8. A misrouted nerve
The recurrent laryngeal nerve (RLN) plays a vital role in our ability to speak and swallow. It feeds instructions from the brain to the muscles of the voice box, or larynx, below the vocal cords. Theoretically, the trip should be a quick one, but during foetal development, the RLN gets entwined in a tiny lump of tissue in the neck, which descends to become blood vessels near the heart. That drop causes the nerve to loop around the aorta before traveling back up the larynx. Having this nerve in your chest makes it vulnerable during surgery—or a fist fight.
9. A misplaced voice box
The trachea (windpipe) and oesophagus (food pipe) open into the same space, the pharynx, which extends from the nose and mouth to the larynx (voice box). To keep food out of the trachea, a leaf-shaped flap called the epiglottis reflexively covers the opening to the larynx whenever you swallow. But sometimes, the epiglottis isn’t fast enough. If you’re talking and laughing while eating, food may slip down and get lodged in your airway, causing you to choke.
10. A klugey brain
“The human brain evolved in stages. As new additions were being built, older parts had to remain online to keep us up and running”, explains psychologist Gary Marcus in his book Kluge: The Haphazard Evolution of the Mind.2 And that live-in construction project led to slapdash workarounds. It’s as if the brain were a dysfunctional workplace, where young employees (the forebrain) handled new-fangled technologies like language while the old guard (the midbrain and hindbrain) oversaw the institutional memory—and the fuse box in the basement. A few outcomes: depression, madness, unreliable memories, and confirmation bias.
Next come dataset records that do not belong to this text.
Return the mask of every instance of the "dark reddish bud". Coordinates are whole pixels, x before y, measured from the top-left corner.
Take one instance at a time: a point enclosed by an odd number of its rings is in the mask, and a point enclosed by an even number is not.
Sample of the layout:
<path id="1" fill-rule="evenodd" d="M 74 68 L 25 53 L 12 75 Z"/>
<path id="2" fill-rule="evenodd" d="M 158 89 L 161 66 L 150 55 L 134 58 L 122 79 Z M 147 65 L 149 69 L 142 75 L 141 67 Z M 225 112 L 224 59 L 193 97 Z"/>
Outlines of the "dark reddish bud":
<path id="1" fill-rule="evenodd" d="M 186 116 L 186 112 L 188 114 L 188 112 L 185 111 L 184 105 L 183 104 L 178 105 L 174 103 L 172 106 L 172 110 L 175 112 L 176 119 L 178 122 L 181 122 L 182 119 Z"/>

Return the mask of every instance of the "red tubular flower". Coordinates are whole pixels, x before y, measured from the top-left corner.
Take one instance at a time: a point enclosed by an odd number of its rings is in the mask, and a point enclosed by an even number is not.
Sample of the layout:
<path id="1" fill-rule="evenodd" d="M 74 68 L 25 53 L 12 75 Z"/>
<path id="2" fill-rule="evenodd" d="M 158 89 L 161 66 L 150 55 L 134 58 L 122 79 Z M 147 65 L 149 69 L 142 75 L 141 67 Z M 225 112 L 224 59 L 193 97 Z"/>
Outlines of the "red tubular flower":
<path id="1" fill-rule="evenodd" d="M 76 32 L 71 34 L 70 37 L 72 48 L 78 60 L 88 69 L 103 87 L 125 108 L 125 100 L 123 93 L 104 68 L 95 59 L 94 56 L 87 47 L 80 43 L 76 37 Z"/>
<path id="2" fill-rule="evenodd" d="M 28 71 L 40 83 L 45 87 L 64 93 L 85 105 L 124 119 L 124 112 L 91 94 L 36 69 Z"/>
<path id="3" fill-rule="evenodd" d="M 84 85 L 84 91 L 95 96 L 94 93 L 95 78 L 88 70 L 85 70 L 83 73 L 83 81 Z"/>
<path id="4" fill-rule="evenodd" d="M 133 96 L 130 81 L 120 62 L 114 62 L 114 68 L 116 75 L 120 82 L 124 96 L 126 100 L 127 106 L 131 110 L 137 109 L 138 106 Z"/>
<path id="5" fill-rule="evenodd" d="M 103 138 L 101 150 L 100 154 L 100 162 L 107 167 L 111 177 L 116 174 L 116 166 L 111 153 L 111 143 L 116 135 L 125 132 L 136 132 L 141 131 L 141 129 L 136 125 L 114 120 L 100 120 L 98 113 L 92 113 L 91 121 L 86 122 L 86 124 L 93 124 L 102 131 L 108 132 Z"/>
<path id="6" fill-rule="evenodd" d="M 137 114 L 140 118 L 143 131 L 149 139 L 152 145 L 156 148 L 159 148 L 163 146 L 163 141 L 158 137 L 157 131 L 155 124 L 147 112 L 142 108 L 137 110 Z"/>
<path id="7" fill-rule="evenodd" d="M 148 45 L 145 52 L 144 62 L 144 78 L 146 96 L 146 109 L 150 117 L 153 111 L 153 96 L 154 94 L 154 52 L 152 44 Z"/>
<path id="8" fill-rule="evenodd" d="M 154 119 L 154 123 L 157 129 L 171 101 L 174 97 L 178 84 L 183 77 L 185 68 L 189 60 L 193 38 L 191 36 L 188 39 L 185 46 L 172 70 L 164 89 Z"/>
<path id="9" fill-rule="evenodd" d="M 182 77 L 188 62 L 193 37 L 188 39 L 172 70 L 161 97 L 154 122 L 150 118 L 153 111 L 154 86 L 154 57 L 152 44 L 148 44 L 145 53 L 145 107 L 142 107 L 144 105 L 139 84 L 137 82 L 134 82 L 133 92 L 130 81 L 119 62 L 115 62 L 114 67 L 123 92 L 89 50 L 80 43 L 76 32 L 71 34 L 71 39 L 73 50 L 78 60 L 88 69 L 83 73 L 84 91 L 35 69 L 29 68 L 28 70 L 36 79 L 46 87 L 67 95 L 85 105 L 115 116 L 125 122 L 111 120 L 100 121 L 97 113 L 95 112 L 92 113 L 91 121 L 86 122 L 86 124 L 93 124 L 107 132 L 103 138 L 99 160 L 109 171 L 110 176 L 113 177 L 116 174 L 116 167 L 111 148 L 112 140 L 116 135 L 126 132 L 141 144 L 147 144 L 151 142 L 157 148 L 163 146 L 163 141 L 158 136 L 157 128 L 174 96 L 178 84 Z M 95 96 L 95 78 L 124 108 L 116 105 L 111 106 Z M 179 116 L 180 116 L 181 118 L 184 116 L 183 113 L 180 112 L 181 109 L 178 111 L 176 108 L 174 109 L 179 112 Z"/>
All of the above flaws are explained by evolution. They occurred in non-human creatures and were retained when those creatures evolved. Evolutionary biologists have documented this process, both from other living animals and from the fossil record. The intelligent design lobby denies evolution, but how then are they to explain why their god made such obvious errors. Errors, it should be noted, that have easy answers. If designers make a car and then notice it behaves in ways they did not foresee, a wobble on acceleration perhaps or poor braking, they simply change the design. If we can do it, why couldn’t an all-powerful and omniscient god?
And just before I leave the subject, I would like, for a moment, to delve into the supposed intelligent design of the earth and the universe as a whole.
Religious believers would have us accept that not only did their particular god create everything, he did it with us in mind. Leaving aside the incredible solipsistic arrogance of that notion, it is interesting to ask a few simple questions.
Why, if such is the case, can humans only exist on a few limited areas of the earth? The majority of the earth is covered in water, in which we cannot survive without specialised man-made equipment. Even on land there are vast regions, such as deserts, active volcanoes and high mountains where humans cannot live without further man-made assistance. And that is on a planet made for us.
Why, if the universe was created to allow us to be placed on this planet, does it need to be such a terrible destructive environment? Why do millions of stars explode and die every day, taking with them all of their satellite planets and, possibly, destroying any life there may be?
Why does the universe need to be so unimaginably vast and why is it expanding in every direction?
Far from being designed, let alone with us in mind, the universe is chaotic, dangerous and violent. The vast majority of it is utterly inimical to life of any kind, at least as we understand it. We can and must draw two possible conclusions. That either god is incompetent and wasteful on a comic scale or that god did not create the universe or us.